On these terms Red Planet is the more grounded of the two Mars 2000 films. But it's still easy to see why its retro charm would appeal more to sci-fi fans than to the general public, who may not have been looking for a middle ground between the realism of space thrillers. Apollo 13 and the craziest alien technology from Star Wars or independence Day. Even audiences may have been yearning for something more overtly cool, given the presence of Moss, one of the leads in the then-recent film. Matrix phenomenon.

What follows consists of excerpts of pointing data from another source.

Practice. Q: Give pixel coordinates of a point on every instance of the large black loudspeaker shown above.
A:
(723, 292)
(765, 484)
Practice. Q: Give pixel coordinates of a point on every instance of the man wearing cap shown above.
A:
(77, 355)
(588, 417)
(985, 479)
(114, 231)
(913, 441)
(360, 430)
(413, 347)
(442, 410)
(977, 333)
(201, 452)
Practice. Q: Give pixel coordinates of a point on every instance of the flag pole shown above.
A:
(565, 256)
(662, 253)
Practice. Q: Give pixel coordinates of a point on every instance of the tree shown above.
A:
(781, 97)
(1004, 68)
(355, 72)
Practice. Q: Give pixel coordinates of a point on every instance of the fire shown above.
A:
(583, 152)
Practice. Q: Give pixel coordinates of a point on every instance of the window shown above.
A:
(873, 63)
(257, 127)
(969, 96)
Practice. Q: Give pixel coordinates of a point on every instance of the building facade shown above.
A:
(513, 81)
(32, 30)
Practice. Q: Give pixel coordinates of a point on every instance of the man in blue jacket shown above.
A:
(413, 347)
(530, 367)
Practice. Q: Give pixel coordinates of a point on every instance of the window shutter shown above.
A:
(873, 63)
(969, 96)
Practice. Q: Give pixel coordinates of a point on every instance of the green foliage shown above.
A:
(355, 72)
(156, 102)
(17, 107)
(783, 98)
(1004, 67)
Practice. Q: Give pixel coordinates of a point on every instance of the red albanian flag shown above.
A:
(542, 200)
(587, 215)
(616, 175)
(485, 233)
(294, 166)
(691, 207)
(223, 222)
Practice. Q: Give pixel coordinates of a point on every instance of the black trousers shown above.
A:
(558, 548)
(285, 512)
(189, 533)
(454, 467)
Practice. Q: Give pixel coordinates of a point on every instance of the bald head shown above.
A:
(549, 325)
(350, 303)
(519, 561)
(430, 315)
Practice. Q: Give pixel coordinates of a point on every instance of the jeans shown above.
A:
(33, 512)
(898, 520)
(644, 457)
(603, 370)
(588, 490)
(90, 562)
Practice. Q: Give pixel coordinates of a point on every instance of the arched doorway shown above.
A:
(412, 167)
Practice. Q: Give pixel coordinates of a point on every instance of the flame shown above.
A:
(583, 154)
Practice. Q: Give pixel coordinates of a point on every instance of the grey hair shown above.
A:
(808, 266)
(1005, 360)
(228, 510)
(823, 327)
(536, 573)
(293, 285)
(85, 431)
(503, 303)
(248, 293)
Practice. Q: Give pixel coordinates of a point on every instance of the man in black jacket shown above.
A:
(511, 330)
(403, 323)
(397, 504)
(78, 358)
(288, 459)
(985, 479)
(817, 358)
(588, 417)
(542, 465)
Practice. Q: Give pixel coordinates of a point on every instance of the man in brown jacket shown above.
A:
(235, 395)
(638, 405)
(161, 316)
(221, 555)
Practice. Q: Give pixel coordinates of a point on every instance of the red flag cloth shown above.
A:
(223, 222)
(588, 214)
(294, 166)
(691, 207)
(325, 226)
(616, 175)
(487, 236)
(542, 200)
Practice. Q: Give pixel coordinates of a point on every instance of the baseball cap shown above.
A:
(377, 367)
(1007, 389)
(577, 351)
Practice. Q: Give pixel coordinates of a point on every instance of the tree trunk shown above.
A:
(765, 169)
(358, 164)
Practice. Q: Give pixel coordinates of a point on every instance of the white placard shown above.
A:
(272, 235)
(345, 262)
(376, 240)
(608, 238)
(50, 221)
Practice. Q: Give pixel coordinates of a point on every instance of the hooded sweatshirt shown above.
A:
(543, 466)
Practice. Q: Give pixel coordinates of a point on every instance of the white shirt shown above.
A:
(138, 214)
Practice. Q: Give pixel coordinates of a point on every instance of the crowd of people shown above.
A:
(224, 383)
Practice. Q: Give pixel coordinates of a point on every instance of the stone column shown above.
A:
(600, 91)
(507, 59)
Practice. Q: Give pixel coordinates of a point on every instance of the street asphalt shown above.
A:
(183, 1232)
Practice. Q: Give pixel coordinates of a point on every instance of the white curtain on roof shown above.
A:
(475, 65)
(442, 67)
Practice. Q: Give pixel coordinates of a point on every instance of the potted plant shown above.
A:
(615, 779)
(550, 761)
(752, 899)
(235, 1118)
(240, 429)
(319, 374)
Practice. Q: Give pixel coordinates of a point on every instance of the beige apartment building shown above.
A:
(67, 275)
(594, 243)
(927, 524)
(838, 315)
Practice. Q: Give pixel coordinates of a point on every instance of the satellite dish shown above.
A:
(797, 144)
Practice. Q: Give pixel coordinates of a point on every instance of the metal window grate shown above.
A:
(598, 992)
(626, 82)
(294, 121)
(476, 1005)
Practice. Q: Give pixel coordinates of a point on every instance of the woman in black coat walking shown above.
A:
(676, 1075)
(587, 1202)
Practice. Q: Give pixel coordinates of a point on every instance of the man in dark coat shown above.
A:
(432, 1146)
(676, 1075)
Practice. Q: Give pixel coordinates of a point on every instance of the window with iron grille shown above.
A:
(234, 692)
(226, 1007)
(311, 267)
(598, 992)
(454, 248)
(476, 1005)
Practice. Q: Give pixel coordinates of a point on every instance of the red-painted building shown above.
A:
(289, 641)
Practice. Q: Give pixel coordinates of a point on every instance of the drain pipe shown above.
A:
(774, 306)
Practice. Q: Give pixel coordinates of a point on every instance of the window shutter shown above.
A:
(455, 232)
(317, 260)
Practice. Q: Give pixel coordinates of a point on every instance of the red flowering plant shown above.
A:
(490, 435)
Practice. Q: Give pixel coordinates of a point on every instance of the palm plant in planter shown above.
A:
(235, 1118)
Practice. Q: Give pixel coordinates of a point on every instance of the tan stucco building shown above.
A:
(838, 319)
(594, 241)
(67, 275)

Admittedly, when Red Planet really gets into more fantastical territory in the final half hour, it fails to build any genuine tension. It's too clear which characters are expendable (that is, most of them). But before that, it's a thoroughly fun survival thriller. Red Planet features compelling performances from Moss and Kilmer; the basic level of craftsmanship of a large studio in terms of lighting, cinematography and set design; and some neat touches from sci-fi magazines, such as a possibly nefarious robot and strange Martian lifeforms. Director Anthony Hoffman captures striking scenery and keeps everything at a pace appropriate for a film that might have played out like the brisk half of a double feature a half-century ago.
Red Planet was Hoffman's only specialty, and it seems a little unfair that he took the blame for it financial failure. After all, Mars failures continued after 2000. John Carpenter Ghosts of Mars now he has a cult following most of Carpenter's films do, but in the summer of 2001 it was a bombshell and was criticized. Mars needs mothers And John Carter collectively lost the company somewhere in the region of $300 million. The Curse of Mars was not lifted until Ridley Scott Martian came out in 2015, and in some ways it seems like the exception that proves the rule: a realistic astronaut thriller set on Mars, without any fantasy elements stronger than its hero who doesn't die.
However, there is something to be said for the old-fashioned but relatively down-to-earth pulp that Red Planet delivers—especially in its simple vision of 2025, which is technologically advanced but still fraught with uncomfortable uncertainties. This doesn't exactly demystify Mars, but it does signal that perhaps colonization isn't the miraculous escape plan some people still imagine.